In the course of 1934, Grete Henry-Hermann, a young German pupil of Leonard Nelson trained in philosophy as well as in mathematics and physics, visited Heisenberg in Leipzig, with the intention to call Kant before the tribunal of history, hoping to be able to conciliate transcendental philosophy with the new quantum physics. Do Kant's propositions still hold good for a physics which seemed to break so radically and scandalously with the principles of the physics retrospectively called ‘classical’? Grete Henry-Hermann's attempt to confront quantum physics with Kantian philosophy is, chronologically, one of the first: she was truly a pioneer in engaging in a philosophical interpretation of quantum physics. The paper presents and criticize the positions of Grete Henry-Hermann, and especially:

  1. Her original attempt to save the kantian category of causality, by on the one hand retaining the universal validity of the pure concept of causality, while on the other hand accepting, with Bohr and Heisenberg, the definitive character of statistical predictions. Her attempt consists in showing that once a result has been actually obtained, it is possible, by working backwards, to reconstitute, retrospectively and completely, the causal chain which has necessarily produced such a result.
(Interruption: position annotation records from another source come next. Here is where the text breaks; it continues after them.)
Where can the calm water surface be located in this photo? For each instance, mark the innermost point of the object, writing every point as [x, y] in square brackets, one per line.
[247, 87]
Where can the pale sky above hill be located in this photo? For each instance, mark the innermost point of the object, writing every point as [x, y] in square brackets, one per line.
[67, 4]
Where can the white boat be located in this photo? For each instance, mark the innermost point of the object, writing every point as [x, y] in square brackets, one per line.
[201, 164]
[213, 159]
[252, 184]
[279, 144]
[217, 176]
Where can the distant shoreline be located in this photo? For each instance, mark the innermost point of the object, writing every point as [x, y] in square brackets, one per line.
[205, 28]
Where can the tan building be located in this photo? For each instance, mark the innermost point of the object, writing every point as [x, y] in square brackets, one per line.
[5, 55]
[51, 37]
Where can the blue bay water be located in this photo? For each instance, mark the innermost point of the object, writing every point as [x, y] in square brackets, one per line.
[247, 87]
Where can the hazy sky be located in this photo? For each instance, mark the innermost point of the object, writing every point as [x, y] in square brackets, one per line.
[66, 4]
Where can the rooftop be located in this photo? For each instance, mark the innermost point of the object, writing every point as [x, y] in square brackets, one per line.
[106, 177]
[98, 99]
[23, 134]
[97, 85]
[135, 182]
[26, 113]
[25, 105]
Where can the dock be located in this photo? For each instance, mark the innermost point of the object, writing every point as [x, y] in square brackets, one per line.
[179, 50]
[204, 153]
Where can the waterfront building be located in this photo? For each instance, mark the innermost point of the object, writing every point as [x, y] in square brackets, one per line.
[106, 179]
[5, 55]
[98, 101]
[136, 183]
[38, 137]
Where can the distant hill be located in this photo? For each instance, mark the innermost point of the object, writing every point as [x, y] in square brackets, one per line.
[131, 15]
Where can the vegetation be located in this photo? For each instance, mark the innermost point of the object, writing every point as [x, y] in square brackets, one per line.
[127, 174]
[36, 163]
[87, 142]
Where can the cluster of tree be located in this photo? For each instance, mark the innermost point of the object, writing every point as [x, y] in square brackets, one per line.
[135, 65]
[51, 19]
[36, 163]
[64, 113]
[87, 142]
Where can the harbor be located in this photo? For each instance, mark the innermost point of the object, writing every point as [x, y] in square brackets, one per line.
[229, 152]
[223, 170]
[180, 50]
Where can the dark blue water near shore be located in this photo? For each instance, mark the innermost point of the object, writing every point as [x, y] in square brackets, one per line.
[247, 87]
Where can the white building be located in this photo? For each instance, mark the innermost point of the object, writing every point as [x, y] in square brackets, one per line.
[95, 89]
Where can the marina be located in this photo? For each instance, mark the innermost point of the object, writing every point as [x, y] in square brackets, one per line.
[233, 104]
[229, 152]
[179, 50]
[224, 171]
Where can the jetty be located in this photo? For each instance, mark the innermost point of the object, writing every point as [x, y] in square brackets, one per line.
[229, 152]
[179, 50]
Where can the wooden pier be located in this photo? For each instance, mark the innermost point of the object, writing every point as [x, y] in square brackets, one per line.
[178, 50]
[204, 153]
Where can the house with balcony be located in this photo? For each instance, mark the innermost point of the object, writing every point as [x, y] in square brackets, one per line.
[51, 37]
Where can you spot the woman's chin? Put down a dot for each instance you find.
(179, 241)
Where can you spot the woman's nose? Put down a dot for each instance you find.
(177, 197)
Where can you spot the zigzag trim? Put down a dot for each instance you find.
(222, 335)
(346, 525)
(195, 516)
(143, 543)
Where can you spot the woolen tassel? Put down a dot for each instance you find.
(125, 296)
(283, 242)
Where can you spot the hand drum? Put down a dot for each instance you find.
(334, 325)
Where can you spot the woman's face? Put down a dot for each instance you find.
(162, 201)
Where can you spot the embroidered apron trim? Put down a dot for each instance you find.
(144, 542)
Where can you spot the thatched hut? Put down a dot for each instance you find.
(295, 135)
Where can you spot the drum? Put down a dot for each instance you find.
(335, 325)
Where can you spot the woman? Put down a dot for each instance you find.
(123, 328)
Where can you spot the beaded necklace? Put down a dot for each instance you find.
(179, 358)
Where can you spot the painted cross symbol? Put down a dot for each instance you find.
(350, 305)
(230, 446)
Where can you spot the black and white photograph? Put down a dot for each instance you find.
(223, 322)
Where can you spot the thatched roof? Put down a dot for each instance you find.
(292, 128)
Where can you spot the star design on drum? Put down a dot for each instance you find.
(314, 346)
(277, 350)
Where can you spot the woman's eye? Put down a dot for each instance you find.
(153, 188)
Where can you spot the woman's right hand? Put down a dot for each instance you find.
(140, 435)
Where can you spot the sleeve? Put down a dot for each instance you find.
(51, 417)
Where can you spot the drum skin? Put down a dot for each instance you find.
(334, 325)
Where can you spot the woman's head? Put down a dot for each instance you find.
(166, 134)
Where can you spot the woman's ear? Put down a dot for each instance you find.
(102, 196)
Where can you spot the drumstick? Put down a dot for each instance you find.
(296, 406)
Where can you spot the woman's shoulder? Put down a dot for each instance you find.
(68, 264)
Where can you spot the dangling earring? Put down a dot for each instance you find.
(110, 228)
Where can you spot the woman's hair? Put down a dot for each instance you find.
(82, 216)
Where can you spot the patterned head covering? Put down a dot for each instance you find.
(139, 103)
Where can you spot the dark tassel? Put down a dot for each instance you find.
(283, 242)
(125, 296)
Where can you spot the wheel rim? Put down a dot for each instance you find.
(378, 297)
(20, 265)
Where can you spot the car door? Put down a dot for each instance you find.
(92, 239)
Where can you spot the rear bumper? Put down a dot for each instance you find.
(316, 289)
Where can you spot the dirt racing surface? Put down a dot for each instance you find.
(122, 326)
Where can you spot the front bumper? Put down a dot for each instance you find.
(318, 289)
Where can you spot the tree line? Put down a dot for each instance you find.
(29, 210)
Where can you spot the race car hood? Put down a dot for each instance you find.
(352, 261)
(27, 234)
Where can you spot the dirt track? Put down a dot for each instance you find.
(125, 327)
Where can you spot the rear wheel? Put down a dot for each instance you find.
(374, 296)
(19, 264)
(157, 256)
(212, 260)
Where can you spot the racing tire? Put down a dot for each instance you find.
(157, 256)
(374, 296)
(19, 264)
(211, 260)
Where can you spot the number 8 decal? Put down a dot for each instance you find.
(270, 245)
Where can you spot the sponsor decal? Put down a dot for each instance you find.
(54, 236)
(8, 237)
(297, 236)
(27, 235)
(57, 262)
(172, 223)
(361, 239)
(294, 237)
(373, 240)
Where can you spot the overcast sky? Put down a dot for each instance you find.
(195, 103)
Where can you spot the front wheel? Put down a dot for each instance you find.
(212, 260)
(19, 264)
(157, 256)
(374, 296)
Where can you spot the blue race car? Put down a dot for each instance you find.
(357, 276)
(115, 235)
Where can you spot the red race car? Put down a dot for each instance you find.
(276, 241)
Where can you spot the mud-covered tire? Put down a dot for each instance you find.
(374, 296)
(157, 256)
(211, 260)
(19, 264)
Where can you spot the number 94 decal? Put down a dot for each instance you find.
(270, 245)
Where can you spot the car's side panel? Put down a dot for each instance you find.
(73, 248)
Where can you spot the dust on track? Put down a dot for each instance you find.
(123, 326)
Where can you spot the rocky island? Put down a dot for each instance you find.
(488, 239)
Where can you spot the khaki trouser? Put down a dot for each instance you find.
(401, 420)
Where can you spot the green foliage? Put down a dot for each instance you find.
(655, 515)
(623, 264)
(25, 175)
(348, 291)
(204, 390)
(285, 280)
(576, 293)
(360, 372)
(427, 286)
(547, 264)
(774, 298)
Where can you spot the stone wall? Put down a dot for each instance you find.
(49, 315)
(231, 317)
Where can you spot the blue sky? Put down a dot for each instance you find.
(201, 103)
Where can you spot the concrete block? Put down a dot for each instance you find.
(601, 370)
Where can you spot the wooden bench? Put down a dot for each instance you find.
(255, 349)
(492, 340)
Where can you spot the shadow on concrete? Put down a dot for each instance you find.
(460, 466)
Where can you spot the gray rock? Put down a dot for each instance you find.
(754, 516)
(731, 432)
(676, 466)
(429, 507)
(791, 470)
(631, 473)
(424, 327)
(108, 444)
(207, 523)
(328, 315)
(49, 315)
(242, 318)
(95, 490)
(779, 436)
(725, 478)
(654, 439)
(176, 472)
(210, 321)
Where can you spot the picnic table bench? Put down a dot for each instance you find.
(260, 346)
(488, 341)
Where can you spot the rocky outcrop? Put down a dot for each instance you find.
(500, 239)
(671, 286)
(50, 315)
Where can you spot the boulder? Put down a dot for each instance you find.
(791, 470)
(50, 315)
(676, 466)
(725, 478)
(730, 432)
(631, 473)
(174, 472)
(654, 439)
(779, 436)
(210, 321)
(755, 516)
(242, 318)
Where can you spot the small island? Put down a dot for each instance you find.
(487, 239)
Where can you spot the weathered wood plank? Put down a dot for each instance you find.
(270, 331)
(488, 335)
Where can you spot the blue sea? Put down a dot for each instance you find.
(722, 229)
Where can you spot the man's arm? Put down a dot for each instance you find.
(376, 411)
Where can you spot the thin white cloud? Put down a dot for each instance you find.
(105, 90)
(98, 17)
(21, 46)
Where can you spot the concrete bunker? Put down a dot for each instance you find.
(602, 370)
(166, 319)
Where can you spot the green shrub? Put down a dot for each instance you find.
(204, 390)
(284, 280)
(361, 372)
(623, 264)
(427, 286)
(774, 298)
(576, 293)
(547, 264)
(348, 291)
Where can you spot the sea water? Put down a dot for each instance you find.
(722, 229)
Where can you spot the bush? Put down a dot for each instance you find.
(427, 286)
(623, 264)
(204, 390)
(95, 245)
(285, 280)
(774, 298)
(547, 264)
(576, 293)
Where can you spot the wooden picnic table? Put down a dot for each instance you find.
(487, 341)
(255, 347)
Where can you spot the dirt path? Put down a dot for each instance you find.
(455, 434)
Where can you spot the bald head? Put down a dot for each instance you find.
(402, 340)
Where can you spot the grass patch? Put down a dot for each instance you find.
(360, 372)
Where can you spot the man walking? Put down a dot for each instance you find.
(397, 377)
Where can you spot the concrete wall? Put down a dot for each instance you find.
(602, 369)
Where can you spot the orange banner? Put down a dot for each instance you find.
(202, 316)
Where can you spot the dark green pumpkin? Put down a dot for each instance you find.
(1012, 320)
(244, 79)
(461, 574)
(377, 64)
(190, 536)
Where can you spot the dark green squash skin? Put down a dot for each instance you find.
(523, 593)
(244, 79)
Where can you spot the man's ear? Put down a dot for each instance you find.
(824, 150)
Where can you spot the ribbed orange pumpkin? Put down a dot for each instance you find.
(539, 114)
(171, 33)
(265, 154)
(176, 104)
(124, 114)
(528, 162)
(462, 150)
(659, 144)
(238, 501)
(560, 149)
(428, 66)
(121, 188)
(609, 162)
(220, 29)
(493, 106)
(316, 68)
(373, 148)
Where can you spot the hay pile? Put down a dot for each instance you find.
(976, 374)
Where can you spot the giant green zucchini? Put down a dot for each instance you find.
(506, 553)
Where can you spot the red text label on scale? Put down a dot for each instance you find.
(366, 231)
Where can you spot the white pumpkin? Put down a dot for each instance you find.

  2. Her refutation of the so-called von Neumann's proof. Grete Henry-Hermann's essay of 1935 contains the first critique of von Neumann's argument which aimed to demonstrate the impossibility of completing quantum physics by means of hidden parameters, and which has been regarded as firmly established until 1964, that is, until the year Bell published his famous refutation. Yet, reading Grete Henry-Hermann's essay, one discovers that in 1935, thirty years before Bell, Grete Henry-Hermann had produced a refutation of von Neumann, based on arguments very similar to those of Bell in 1964. Had Grete Henry-Hermann's refutation not remained a dead letter, the history of the interpretations of quantum physics would certainly have been very different.